Plus rustique, le bouton d'or n'a pas la fragilité de la romantique jonquille. Il se dresse, dru et pétant, au milieu des herbes et des ronces. Rien ne lui fait peur. Puis il a pour lui sa simplicité : une corolle en étoile à cinq branches, tout ce qu'il y a de plus symétrique et de robuste. Ni fioritures, ni faux-semblant. Le bouton d'or va droit au but, mais avec élégance. Il a quelque chose du gentleman-farmer. Ce n'est pas non plus le jaune de tout le monde : un peu nacré, lumineux, comme dans les enluminures des anciens manuscrits et, sous ses airs bonhommes, précieux. D'où son nom, sans doute. Bouton d'or, la fleur qui boutonne l'habit vert des prairies…


Attardons-nous un moment sur l'autre vedette de la saison : l'inévitable pissenlit. C'est un petit gars du peuple, un peu faubourien et à l'humeur taquine. Peut-être pas très distingué, certes, mais franc et sympathique. Son jaune tire sur l'orangé, ce qui en fait un soleil miniature. Il recouvre, innombrable et multiple, les prés, les pelouses, les fossés, les jardins. L'invasion sauvage colore les collines. Et vivace, avec ça ! Aussitôt coupée, aussitôt repoussée, la fleur redresse la tête sous la faucille, le couteau ou la tondeuse. Increvable, la bête ! En fait, seul le cycle inexorable de la nature mettra fin à sa prédominante exubérance : en quelques jours, les fleurs se changent en ombrelles à mulot, en boules de dentelles, en parachute pour les fourmis. Feux d'artifice lilliputiens qui sèment à tout vent. La fleur gavroche s'est transformée en demoiselle surannée. Puis, la graine envolée, le pissenlit retourne à son anonymat d'herbe ordinaire.

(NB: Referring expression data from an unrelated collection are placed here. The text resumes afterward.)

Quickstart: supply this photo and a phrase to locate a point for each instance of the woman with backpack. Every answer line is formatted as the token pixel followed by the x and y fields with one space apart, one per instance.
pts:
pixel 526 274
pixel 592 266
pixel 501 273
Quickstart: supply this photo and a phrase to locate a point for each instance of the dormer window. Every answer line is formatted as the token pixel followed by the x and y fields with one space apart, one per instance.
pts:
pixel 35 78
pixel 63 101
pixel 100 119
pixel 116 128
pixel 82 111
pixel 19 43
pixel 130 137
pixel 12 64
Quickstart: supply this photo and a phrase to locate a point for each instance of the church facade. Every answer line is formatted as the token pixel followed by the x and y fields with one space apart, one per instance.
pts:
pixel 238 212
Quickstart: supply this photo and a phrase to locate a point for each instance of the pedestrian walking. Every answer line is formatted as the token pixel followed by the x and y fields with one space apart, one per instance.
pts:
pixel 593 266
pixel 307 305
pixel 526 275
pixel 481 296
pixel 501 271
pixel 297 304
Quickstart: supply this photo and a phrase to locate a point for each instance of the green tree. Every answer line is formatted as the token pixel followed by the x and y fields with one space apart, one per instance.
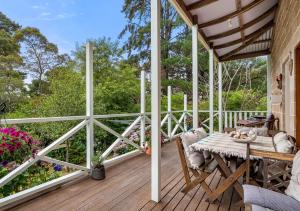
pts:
pixel 11 79
pixel 39 55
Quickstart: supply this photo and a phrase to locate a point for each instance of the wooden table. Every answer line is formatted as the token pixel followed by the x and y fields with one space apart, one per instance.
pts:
pixel 251 123
pixel 219 145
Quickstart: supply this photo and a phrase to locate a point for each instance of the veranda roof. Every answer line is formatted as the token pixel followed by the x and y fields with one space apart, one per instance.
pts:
pixel 235 29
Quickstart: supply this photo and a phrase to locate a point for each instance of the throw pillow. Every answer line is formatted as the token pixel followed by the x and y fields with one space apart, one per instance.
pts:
pixel 293 189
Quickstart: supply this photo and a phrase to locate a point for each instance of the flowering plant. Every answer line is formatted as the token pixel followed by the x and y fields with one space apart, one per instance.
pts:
pixel 16 146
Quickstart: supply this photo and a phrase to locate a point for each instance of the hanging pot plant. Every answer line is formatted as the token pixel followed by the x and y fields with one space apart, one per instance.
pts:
pixel 98 169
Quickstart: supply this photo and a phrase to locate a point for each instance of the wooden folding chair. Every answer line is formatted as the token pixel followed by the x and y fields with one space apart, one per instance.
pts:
pixel 200 175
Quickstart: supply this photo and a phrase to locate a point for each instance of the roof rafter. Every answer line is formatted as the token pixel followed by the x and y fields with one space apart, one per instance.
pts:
pixel 231 15
pixel 181 4
pixel 266 27
pixel 245 26
pixel 262 41
pixel 198 4
pixel 247 43
pixel 247 55
pixel 238 4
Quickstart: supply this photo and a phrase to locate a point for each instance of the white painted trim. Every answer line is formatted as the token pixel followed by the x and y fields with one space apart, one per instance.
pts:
pixel 169 112
pixel 117 141
pixel 120 137
pixel 63 163
pixel 220 101
pixel 269 84
pixel 121 158
pixel 143 109
pixel 155 101
pixel 185 110
pixel 195 75
pixel 29 192
pixel 64 137
pixel 41 120
pixel 89 105
pixel 211 91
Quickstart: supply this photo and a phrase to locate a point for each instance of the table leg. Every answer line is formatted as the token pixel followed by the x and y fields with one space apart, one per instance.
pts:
pixel 231 178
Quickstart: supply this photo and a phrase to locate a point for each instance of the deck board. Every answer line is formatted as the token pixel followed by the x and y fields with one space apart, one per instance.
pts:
pixel 127 187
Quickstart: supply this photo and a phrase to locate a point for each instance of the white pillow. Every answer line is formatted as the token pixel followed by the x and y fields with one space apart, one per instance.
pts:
pixel 280 136
pixel 293 189
pixel 200 132
pixel 262 131
pixel 195 158
pixel 282 143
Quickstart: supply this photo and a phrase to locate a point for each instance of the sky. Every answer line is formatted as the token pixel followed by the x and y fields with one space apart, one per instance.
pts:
pixel 68 22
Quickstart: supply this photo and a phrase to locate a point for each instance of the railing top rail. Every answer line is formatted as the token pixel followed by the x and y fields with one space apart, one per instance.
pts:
pixel 104 116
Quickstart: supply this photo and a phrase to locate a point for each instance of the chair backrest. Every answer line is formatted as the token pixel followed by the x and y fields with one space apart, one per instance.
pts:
pixel 294 142
pixel 183 161
pixel 229 129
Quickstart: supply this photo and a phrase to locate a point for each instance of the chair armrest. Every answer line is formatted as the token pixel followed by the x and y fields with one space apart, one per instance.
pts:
pixel 272 155
pixel 269 199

Nous finirons par le Roi des Jaunes, celui qui règne en maître sur nos campagnes : le jaune colza !
Avec lui, pas d'hésitation, c'est jaune et ça le fait savoir. D'un coup de pinceau magique, il a repeint les champs de chaque côté du chemin. Un jaune un peu acide, comme son parfum, brillant, clinquant qui nous étonne, nous éblouit, nous ravit à chaque fois. Et c'est déjà la route vers l'été que nous ouvrent le colza et son jaune de guinguette, joyeux et dansant.